Fed Unanimously Adopts Bank Liquidity Proposal

The U.S. Federal Reserve unveiled a plan on Thursday that requires banks to hold enough assets they can easily sell to survive a credit crunch, a proposal it said was tougher than that demanded by international regulators.

The plan, which will tell banks to hold enough liquid assets to meet their cash needs for 30 days, is a key plank of the Basel III capital rules agreed globally to make banks safer after the 2007-09 credit crisis.

But Fed Governor Daniel Tarullo said the U.S. plan had a tougher transition timeline, and a stricter definition of what counts as the high-quality liquid assets the central bank will require the lenders to stock up on.

"Since financial crises usually begin with a liquidity squeeze that further weakens the capital position of vulnerable firms, it is essential that we adopt liquidity regulations," Tarullo said in a speech.

Fed staff estimate a rough shortfall of about $200 billion in liquid assets across all institutions as a result of the rule, a gap the banks would have until 2017 to address.

The Fed's board adopted the proposal at a formal public meeting in a unanimous vote, and banks will now have 90 days to submit comments, which the board may take into account when it finalizes the rule.

The rule would apply in full to banks with $250 billion or more in assets, and not at all to banks with less than $50 billion in assets. The banks that fall in between would be subject to a less stringent version of the rule.

NO LONGER DRACONIAN

The banks would hold a buffer of liquid assets - such as government bonds - to draw on to ensure they can meet withdrawals by depositors, to post collateral due to credit rating downgrades and to meet other needs.

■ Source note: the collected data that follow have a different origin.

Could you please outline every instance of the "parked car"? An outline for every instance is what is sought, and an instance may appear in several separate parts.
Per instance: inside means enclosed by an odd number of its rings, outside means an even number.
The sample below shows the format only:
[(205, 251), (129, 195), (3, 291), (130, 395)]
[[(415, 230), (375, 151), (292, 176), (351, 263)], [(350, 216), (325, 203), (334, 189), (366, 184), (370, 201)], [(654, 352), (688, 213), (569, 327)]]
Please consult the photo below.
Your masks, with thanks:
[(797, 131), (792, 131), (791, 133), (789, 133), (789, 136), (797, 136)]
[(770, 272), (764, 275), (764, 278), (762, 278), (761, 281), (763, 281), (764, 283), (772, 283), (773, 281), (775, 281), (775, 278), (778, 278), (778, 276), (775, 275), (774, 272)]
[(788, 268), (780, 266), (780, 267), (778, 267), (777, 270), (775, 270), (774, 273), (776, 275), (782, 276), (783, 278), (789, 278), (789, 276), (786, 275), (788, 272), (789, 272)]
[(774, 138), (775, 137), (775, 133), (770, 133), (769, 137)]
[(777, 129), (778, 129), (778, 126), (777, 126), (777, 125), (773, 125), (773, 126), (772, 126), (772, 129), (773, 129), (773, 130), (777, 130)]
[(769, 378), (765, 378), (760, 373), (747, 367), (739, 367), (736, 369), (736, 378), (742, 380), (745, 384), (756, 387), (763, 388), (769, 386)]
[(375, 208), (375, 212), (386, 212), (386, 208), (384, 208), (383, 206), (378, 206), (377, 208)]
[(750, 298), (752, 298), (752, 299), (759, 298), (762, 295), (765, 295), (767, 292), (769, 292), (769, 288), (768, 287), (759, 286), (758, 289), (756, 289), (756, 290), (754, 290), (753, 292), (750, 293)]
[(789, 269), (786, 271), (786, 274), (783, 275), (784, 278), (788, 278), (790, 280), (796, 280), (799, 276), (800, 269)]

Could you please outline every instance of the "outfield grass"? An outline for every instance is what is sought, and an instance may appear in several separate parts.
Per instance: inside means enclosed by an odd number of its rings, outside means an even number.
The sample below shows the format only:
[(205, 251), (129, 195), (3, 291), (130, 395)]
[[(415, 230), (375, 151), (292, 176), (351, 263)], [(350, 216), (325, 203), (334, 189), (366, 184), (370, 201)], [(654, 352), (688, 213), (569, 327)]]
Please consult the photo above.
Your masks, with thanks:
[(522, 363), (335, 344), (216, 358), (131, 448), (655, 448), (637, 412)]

The Fed proposed implementing the rules by January 2017, well before the 2019 deadline set by the Basel committee of global bank regulators.

First drafts for the global liquidity rule were deemed draconian by the industry, but Basel gave banks four more years to meet the targets and greater flexibility in calculating the ratio in its final January plan.

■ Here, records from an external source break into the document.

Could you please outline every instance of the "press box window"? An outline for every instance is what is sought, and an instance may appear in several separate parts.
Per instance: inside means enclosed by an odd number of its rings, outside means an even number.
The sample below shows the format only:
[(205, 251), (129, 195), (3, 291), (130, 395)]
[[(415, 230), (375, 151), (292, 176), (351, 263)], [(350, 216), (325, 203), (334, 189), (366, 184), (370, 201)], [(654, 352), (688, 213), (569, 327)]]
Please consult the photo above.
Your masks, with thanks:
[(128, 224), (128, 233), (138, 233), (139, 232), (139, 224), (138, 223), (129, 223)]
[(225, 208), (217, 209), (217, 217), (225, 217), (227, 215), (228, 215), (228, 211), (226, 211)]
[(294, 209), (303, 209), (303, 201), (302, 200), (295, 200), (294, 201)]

On top of the new rule, the Fed has already proposed requiring U.S. banks to conduct regular stress tests to see how they would weather a crunch, Tarullo said.

International regulators also are working on a longer-term liquidity standard, the so-called net stable funding ratio, which will also be implemented in America. That rule, however, has not yet been finalized by the Basel group.

The new rule does not allow banks to spread out liquidity needs over the 30-day period - as is allowed under the Basel rules - but requires them to calculate the ratio by looking at a single day with the heaviest cash needs.

U.S. government debt and excess reserves held at the Fed are deemed the most liquid under the Fed's proposal, while claims on government-sponsored enterprises, such as mortgage finance giants Fannie Mae and Freddie Mac, are less liquid and may make up only 40 percent of the buffer.